「秘密」

佐倉井 月子

第1話 「秘密」

 世界のどこかで恋のウイルスが発見されたら、私の周りで起きている現象は恋の感染症だと診断されるかもしれない。 

 コミ力お化けと呼ばれている私には、素直な屁理屈女子の藤本と、純粋な童顔妄想男子の芦屋という友達がいるのだが、高校入学時に出会った頃は恋とは無縁の二人だったのに、ここ最近、恋のウイルスに感染したように、次々と恋に落ちた。

 人生初の一目惚れをした藤本は、短い片思い期間にも関わらず目に見える世界が変わり、奇跡を願って恋しい彼に告白したら、木端微塵に振られて失恋の涙を流した。二次元にしか存在しない理想の君に現実で出会い初めての恋をした芦屋は、好意を持たれているのに蛙化現象回避のため天邪鬼な恋の駆け引きに、今も切ない涙を流している。

 それも全て、私がばらまいた恋のウイルスによるものかもしれないと思うと、申し訳なくて、心が痛む。

 「おい、城崎。そんな哀れむような目で芦屋を見てやるな。これでも必死に恋の駆け引きをしているのだ。友達として、次なる作戦を考えてやろう」

 放課後、いつものように芦屋の席に集まった私たちは、誰も居ないのをいいことに、声を潜めることもせず、恋に苦しむ芦屋の次なる作戦を話し合っていた。

 「もういい、もう止めさせてくれ。こんなに恋が苦しくて切なくて身も心も切り刻むものなんて、常に学年トップクラスの成績をキープする俺でも知らなかった。いっそ、今すぐ告白して嫌われた方が男らしく散れると思わないか」

 「自暴自棄になるのはまだ早い。成績はトップクラスでも、一度もトップになったことが無い上に運動神経が無い芦屋が、奇跡のように幾度の危機を迎えてもすんでんのところでかわして来たではないか。それに、理想の君はまだ芦屋を慕っておるのだぞ」

 「おい、藤本。それは俺をバカにしてるのか、褒めてるのかどっちなんだ」

 「どっちもに決まっているだろう。そんな事も分からなくなるほど、我を忘れているのか、芦屋!」

 「藤本の言葉なんて理想の君の蛙化現象に比べたら屁でもねぇ。あぁ、理想の君。もういい加減、普通に俺の気持ちを受け止めてくれ!」

 恋のウイルスが体中を侵しているとしか思えないほどに悶絶する芦屋の姿は、自分を見ているようで、切ない。

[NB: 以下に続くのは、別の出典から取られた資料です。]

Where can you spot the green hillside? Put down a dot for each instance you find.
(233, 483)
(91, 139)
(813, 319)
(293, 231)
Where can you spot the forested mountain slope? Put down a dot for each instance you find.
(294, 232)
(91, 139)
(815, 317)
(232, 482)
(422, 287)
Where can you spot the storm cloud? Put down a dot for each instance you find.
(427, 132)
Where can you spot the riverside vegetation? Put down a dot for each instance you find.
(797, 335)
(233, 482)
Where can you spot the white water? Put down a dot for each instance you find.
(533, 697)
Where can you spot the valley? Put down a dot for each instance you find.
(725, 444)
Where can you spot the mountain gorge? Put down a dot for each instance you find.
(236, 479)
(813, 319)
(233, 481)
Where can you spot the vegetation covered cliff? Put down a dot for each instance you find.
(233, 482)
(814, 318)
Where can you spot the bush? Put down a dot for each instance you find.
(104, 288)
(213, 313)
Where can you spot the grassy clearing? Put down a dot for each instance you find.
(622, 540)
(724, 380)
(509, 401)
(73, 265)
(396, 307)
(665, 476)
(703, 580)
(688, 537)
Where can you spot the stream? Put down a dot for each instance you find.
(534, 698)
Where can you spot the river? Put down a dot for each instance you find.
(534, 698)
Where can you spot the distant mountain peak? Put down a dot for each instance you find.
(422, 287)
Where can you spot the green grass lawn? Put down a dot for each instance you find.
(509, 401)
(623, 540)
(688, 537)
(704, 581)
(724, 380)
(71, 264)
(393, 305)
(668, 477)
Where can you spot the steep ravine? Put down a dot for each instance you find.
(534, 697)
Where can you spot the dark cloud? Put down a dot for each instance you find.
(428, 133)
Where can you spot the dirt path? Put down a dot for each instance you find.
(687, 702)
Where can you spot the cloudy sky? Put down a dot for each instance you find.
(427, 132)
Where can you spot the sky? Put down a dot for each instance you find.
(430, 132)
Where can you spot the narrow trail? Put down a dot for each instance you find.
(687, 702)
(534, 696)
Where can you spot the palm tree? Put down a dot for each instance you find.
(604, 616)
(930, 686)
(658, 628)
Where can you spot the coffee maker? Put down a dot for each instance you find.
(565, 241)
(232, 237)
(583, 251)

 「もういい、もういいよ芦屋。よく頑張った、精一杯頑張ったよ」

 「うわっ!だから、俺のパーソナルスペースは1mだと何度言ったら覚えるんだ、城崎」

 私は悶え苦しむ芦屋を強く抱きしめて、その苦しみを受け止めようとしたのに、芦屋は私の顔を力いっぱい押しのけて、私の腕から逃れようとする。

 「何を遠慮しておる。城崎は芦屋の苦しみを慰めているのだ。ありがたく受け入れて、明日の活力にするのだ」

 藤本は芦屋の鞄から取り出した柔らか素材のポケットティッシュを一枚抜き取ると、芦屋の涙と鼻水を拭いていた。

 ガタッ!

 教室のドアが開いて、私たちの姿を見て驚いていたのは、明るい髪色のポニーテールが良く似合う、芦屋の理想の君。

 一同が金縛りにあったように固まっていると、誰よりも早く解き放たれた理想の君が口を開いた。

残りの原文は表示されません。